Mais de uma década de pesquisas
A trajetória dessa linha de investigação começou em 2009, por meio do Grupo de Práticas em Água e Solo (GPAS), que desenvolve estudos voltados à recuperação de áreas degradadas e à melhoria da qualidade dos solos.
Ao longo dos anos, os pesquisadores identificaram que a cinza vegetal possui potencial para fornecer nutrientes essenciais às plantas, melhorar características químicas do solo e contribuir para o manejo de nematoides.
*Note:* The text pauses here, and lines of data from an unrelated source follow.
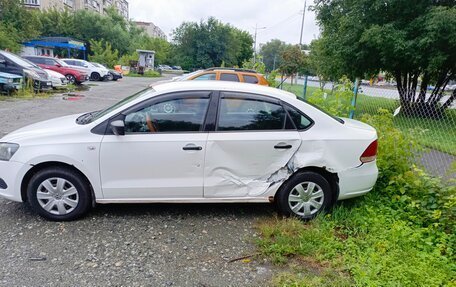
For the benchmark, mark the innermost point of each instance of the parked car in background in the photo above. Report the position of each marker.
(72, 74)
(96, 73)
(10, 82)
(58, 80)
(192, 141)
(13, 64)
(226, 74)
(113, 74)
Os resultados já demonstraram benefícios em diversas culturas agrícolas, incluindo feijão, milho, rúcula, melão e flores ornamentais.
Além dos ganhos agronômicos, os estudos apontam redução na necessidade de fertilizantes minerais tradicionais, diminuindo custos de produção e tornando os sistemas agrícolas mais resilientes.
Benefícios ambientais e econômicos
O aproveitamento da cinza vegetal também representa uma alternativa ambientalmente responsável para um resíduo gerado em grande escala por atividades agroindustriais. Ao ser incorporado à produção de fertilizantes, esse material deixa de representar um potencial risco de contaminação e passa a integrar uma cadeia produtiva de valor.
A tecnologia desenvolvida pelos pesquisadores contribui para a redução do desperdício de recursos, fortalece a economia circular e cria oportunidades para o desenvolvimento de soluções adaptadas às condições produtivas de Mato Grosso.
Reconhecimento científico
De acordo com a coordenadora do projeto, “a relevância dos resultados alcançados já vem sendo reconhecida pela comunidade científica nacional e internacional. As pesquisas geraram publicações em periódicos de elevado impacto, ampliando a visibilidade dos estudos desenvolvidos em Mato Grosso e consolidando o estado como referência em inovação voltada ao reaproveitamento de resíduos e à produção de fertilizantes sustentáveis”.